The Plateau Effect Photo by Urban Jr n
Cullberg_Ballet_Plateau_Effect_Photo_by_Urban_J_r_n_

Dancers: Agnieska Dlugoszewska, Alberto Franceschini, Anna Pehrsson, Daniel Sjökvist, Eva Mohn, Eszter Czédulás, Samuel Draper, Sylvie Gehin Karlsson, Vincent Van Der Plas
 
 

Production:
Choreography Jefta Van Dinther
Sound Design: David Kiers
Set Design: Simka
Lighting Design: Minna Tiikkainen
Costume Assistants: Camilla Carlström and Malin Eriksson

What happens in Plateau Effect (the final production in the Sadler’s Wells Northern Light season) is that nine performers spend fifty minutes or so manoeuvring a piece of canvas that is as large as the stage itself. The brief passages of slow-motion, body-popping or juddering ‘dance’ for which they pause are less interesting to watch than the arduous work they undertake (with cables, weights and pulleys) to raise the canvas like a tent or a sail. For this work must be choreographed, or at least co-ordinated, too. How else would the performers know whether to wrap the canvas round the cable or the cable round the canvas, where to place the weights, and when to use the pulleys? And they work to the background of a pumping electronic score.

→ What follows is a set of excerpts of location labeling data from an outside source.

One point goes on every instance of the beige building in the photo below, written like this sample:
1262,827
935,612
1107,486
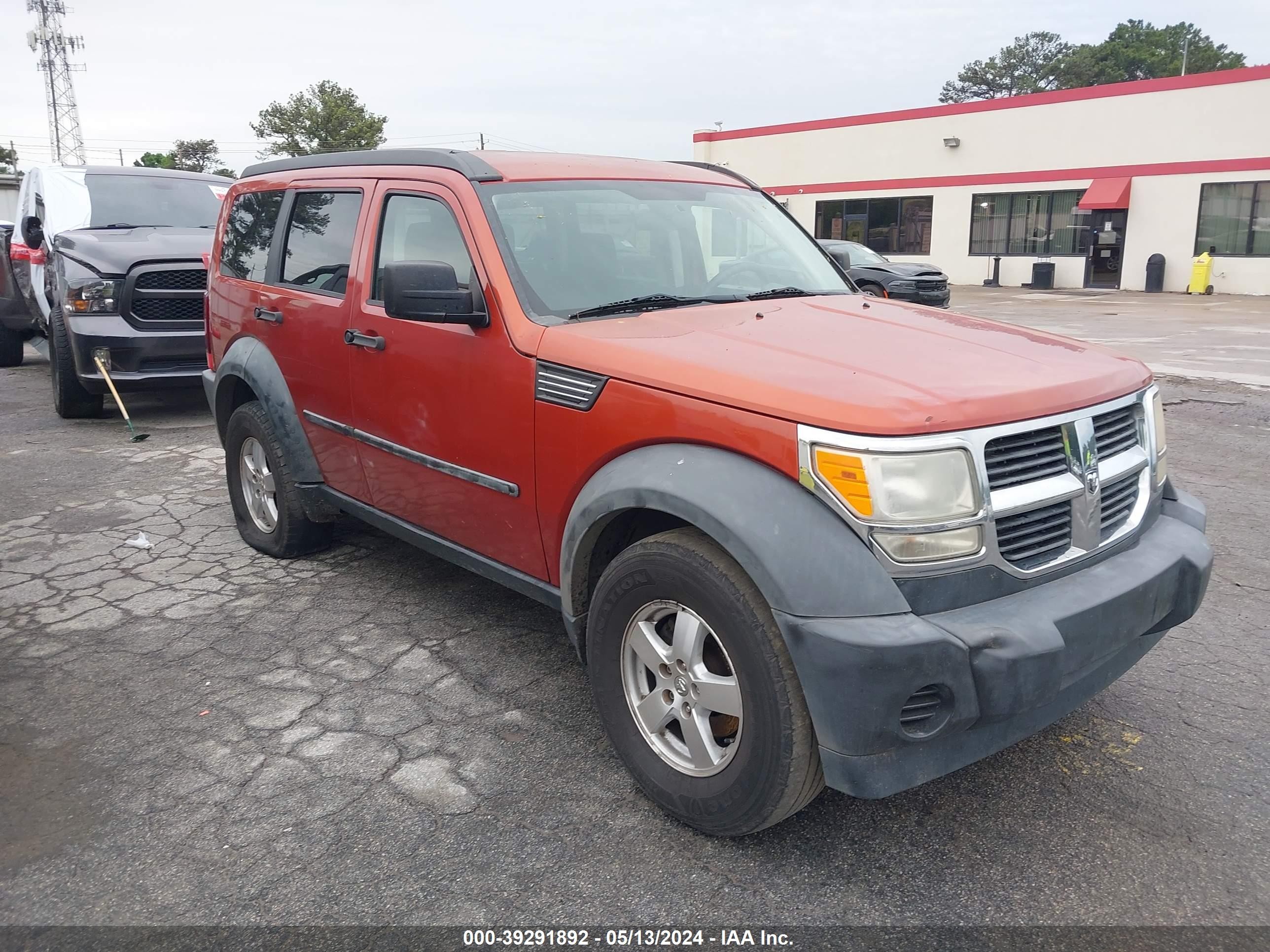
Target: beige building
1094,181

The swathe of grey material is the protagonist. It hangs just inside the proscenium arch at the start, completely obscuring our view of the stage. Seven of the performers stand in a line in front of it. After lip-synching a song with words ‘of a sexual nature’ by the choreographer of the piece, Jefta van Dinther, they disappear, one by one, into the billowing folds behind them. The cloth is then lowered on its neon-lit support, and the performers become performer-technicians. Once you have realized and/or accepted that this is what the piece is going to be about, it becomes rather fascinating to watch. At first, the five women and four men work in silence. The clothes some of them wear make spots of colour against the grey of the canvas and of the large board at the back of the stage. The cables and pulleys are introduced gradually. No sooner has a tent-like structure become visible, however, than the canvas is lowered again. This work seems to have no ultimate goal.

The atmosphere changes when one of the women begins to shout what could be instructions. Her fellow performers begin shouting, too. The throbbing of the soundtrack grows louder, or faster; the stage is bathed in flashes of red-light. Now the cloth resembles a sail, two sails. You half expect one of the cast to start in with the words of Shakespeare’s boatswain (‘Down with the topmast! Yare! Lower! Lower!’). This does not happen. Very soon the cloth is lying spread out over the stage, and some of the performers are smoothing out the creases. It is then slowly rolled into the form of a very long, and very large, bolster.

Alistair Spalding (Sadler’s Wells Chief Executive and Artistic Director) writes in the programme of the Cullberg Ballet dancers’ ‘Sisyphean struggle’. But although the piece might not achieve a goal, it does have a logical conclusion. One end of the bolster is attached to a hook on the grey board; the other is raised by pulley into the air (where it hangs like a limp phallus). The much used, much manipulated, much altered canvas is thereby partly returned to the flies from which it first descended.